According to the NHS UK, PTSD can develop after a very stressful, frightening or distressing event, or after a prolonged traumatic experience. It develops in 1 out of 3 people who suffer severe trauma which includes accidents, abuse, childbirth, events or even war. COVID-19, for me, feels a lot like a mishap. From being stuck indoors, cutting all social activity in a snap, to working for the home and being drowned in chores, it all felt like an endless loop; the morbid newness came as a blow alright. Wearing masks, washing hands constantly, fearing proximity to those standing in a queue when buying basic groceries or freaking out on seeing your neighbour petting your dog, none of these were pleasant experiences. Being surrounded by news of rising COVID-19 cases and deaths and the heartbreaking plight of migrants were enough to do us in. Even now, I shudder every time I hear the siren of an ambulance passing by.

I shuttle from thoughts of last March to now. It is much like how Facebook shows us our memories, but while the Zuckerberg brigade only reminds me how thin I used to be, the time hopping I do in my head is a bleak reminder of how things went from bad to worse last year. Of brushes with health emergencies that came and went, of going down the COVID-19 rabbit hole of what ifs. What if the states cannot control this? What if what we are going through is only a teaser of the many plagues humanity may have invited? What if the worse is yet to come? The foreboding never ceases.

I realise it’s one thing to be cautious amid a pandemic and another to live with permanent anxiety.

It doesn’t help that I live in Ahmedabad, a city that throws caution to the wind. It was only – on February 24 – when over a lakh spectators gathered at the newly named Narendra Modi stadium. Just the sheer size of the crowd paralysed me. It took me back to the same day last year, when hundreds and thousands gathered to welcome President Trump at the same ground. I had just read about the virus in Wuhan then and I knew bad news was coming. And it did. Seeing people on the street heading back to that stadium with reckless abandon was a trigger. I was in panic mode, again. Today, everything and anything makes me fret – the carpenter fixing the door, talking to an overzealous mama ji who is at a distance but maskless, watching a relative pick up my baby.

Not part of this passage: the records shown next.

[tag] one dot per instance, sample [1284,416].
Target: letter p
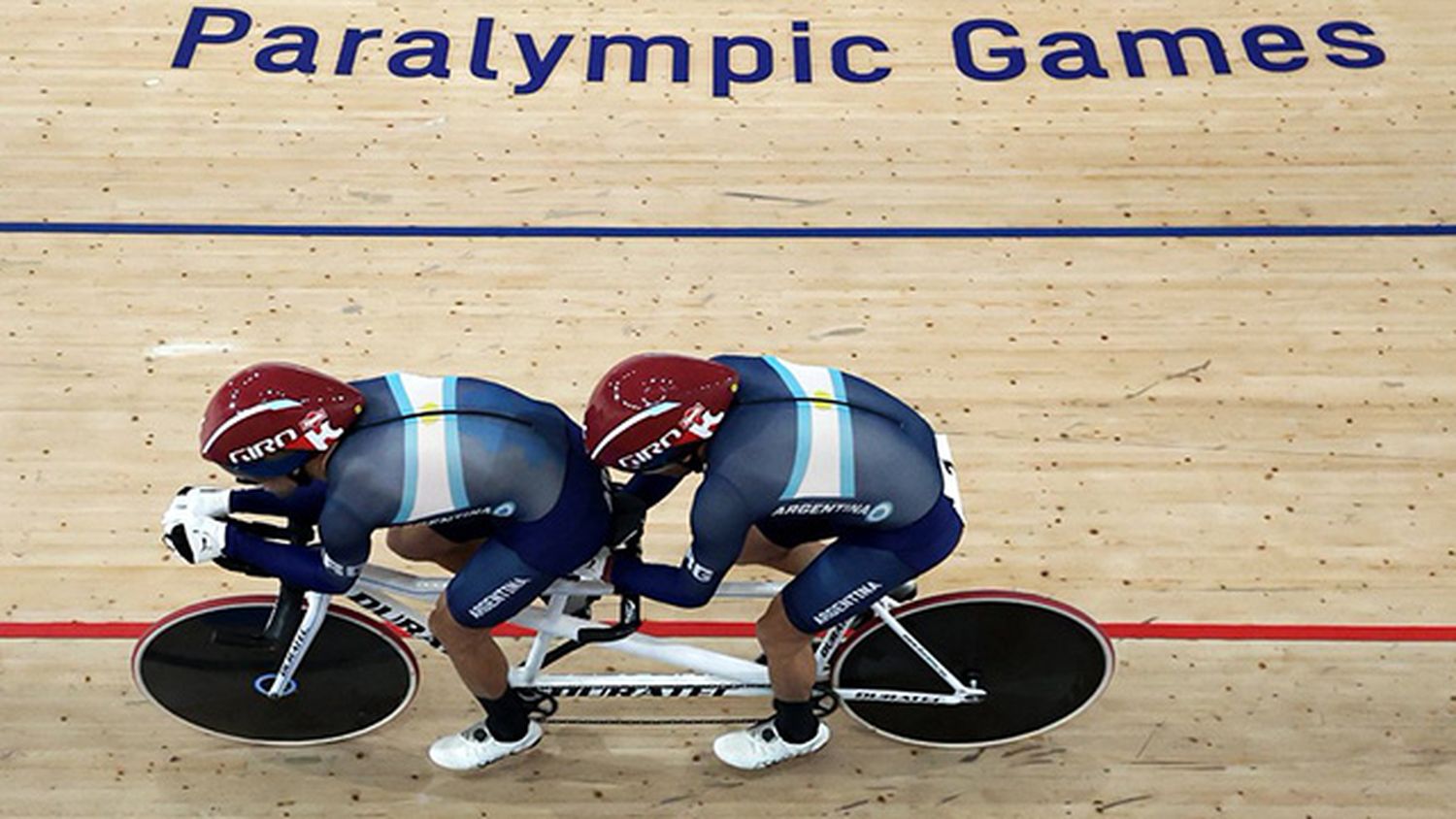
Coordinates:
[192,35]
[724,73]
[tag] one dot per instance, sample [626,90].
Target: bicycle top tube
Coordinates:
[422,586]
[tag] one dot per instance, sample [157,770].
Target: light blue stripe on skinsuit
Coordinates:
[453,461]
[801,437]
[846,437]
[407,501]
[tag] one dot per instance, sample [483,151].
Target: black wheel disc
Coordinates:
[1037,664]
[354,678]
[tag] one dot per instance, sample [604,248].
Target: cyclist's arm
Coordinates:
[303,504]
[719,527]
[331,566]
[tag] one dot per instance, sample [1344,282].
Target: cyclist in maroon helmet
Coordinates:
[462,472]
[792,457]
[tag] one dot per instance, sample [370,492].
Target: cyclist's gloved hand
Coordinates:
[628,518]
[197,539]
[204,501]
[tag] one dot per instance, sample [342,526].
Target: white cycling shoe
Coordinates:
[475,748]
[760,746]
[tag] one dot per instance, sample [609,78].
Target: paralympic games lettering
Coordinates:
[984,49]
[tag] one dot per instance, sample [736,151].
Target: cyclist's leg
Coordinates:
[864,565]
[785,545]
[844,580]
[448,544]
[489,588]
[507,573]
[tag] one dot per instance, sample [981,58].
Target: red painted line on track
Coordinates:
[1242,632]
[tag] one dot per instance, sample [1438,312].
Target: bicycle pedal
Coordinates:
[244,640]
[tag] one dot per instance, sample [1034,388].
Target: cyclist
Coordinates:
[465,473]
[791,455]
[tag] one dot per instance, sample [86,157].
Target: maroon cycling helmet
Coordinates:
[648,408]
[268,419]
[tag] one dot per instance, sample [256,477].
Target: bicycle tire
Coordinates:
[357,675]
[1042,662]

I realise it’s one thing to be cautious amid a pandemic and another to live with permanent anxiety. I consulted a practitioner to understand PTSD and how it needs a period of more than 30 days to be called so. It seems like my angst has run a course long enough. But I can’t let it get the better of me.

Each day I take baby steps – to live in the present, to revisit the past only to look at the journey I’ve made since. I’ve learned to cherish the things we would take for granted – like taking off my mask and breathing clean air at a friend’s farm or just being able to hug my mother.